There is another saying about money that can be applied to data: “Data is like fertilizer. Left in a few piles it is useless and it stinks, but spread it around and share it, and great things will happen.”
Case in point: Vital COVID-19 data from each country would have been less useful unless it was openly shared. Although the gigantic data sets were already in the Cloud, organizing, consolidating and sharing the information would have been difficult. However, with the help of a cloud data platform, the immense amount of data stored in different formats was ultimately made shareable and actionable.
Similarly, businesses rushing to digitalize can plan ahead to avoid running into the same problems that some transformation leaders faced after storing siloed data: the more information is accumulated and untapped, the higher the cost of storing it, and the higher the depreciation of the actionable data locked within the bits and bytes.
According to Geoff, “cloud data platforms offer scalability and flexibility with unlimited storage capability. During tough times when the use of resources needs to be optimized, businesses benefit from cloud data platforms by paying only for the compute and storage they actually use.”

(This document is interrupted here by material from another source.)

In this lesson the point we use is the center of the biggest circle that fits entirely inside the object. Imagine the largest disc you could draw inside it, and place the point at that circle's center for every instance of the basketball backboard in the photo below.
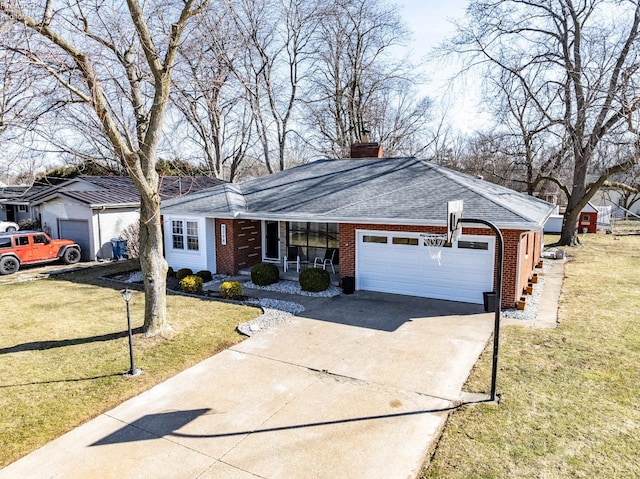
(454, 227)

Geoff reiterated that, as COVID-19 continues to disrupt industries, businesses will need to make quick decisions to resume operations in a strategic manner. “Organizations can accelerate the pace by leveraging the capabilities offered by cloud data platforms rather than digitalize without foresights about data mining, analytics and monetization,” said Geoff.
The data-silo situation in APAC
A recent IDC study of APAC businesses revealed that organizations creating data-to-insights (D2I) capabilities were more resilient and poised for survival and growth in the current period of uncertainty and fierce survival pressure.
Virtually every company (96% or higher) surveyed across APAC reported a significant challenge in identifying which data sources were valuable. Singapore recorded the highest rate of this challenge (100%), followed by India (98%), Australia (97%), and Japan (89%).
The average D2I score was 41.8 across the APAC region. India showed the highest overall score at 47.4, with Australia close behind at 42.4. Singapore and Japan carried the lowest scores at 38.8 and 38.5, respectively.
Regardless of regional differences, the survey has shown that digitalization does guarantee the ability to maximize the value of data if unintegrated and leaky data pipelines, exist often due to a lack of a data cataloging and change data capture capabilities.
In addition, investments in AI and analytics are being undercut without an agile, automated, and agnostic data pipeline that continually transforms data from any cloud, system or source into enterprise-ready information that drives action and outcomes.
Foreseeably, when digital transformation is implemented with centralized, agile data-management in mind, enterprises around the world will be able to share (anonymized) data in a form of ‘competitive collaboration’ that is a win-win proposition for a COVID-enlightened humanity.